La contestation à la fin du Second Empire est également sociale. Le mouvement ouvrier a repris vigueur et l'on assiste à une floraison d'associations - coopératives, sociétés de secours mutuel, chambres syndicales [---], qui sont des centres d'action des sections françaises de la Ire Internationale (fondée à Londres en 1864). Leur essor s'accompagne d'une multiplication de grèves à Paris et en province en 1869 et 1870. Aussi, les conservateurs de 1871 verront-ils dans l'Internationale la cause principale de la Commune. En réalité, les travaux des historiens ont démontré que l'implantation de l'Internationale était le plus souvent la conséquence que la cause des grèves. En outre, en 1870, la répression sous l'Empire avait considérablement affaibli cette organisation, et les internationalistes étaient influencés majoritairement par les idées de Proudhon : ils accordaient la priorité à la mise sur pied d'une organisation ouvrière et se montraient hostiles à tout aventurisme insurrectionnel.

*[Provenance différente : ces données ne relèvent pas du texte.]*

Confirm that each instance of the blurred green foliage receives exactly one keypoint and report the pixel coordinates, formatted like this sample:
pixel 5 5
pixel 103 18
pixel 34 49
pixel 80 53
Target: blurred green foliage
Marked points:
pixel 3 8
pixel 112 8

La situation sociale à Paris est explosive dans les années 1860-1870. La ville est en effet en pleine mutation en raison de la poursuite de l'exode rural - « classes laborieuses et classes dangereuses » s'y entassent - et de la politique du baron Haussmann, qui aboutit à une ségrégation géographique. Victimes de la hausse des loyers, les ouvriers sont refoulés du centre vers la périphérie ; c'est pourquoi la Commune a pu être interprétée comme la reconquête du centre-ville par le Paris ouvrier. De surcroît, des métropoles telles que Paris, Lyon et Marseille, privées de tous droits municipaux depuis 1851, supportent de moins en moins la tutelle des pouvoirs publics. Peu après la proclamation de la République (4 septembre 1870), la poussée révolutionnaire se traduit par la formation du comité central des vingt arrondissements de Paris. Après s'être voulu l'auxiliaire du gouvernement de la Défense nationale, ce comité, déçu par la façon dont est menée la guerre contre la Prusse, se montre favorable à un pouvoir communal.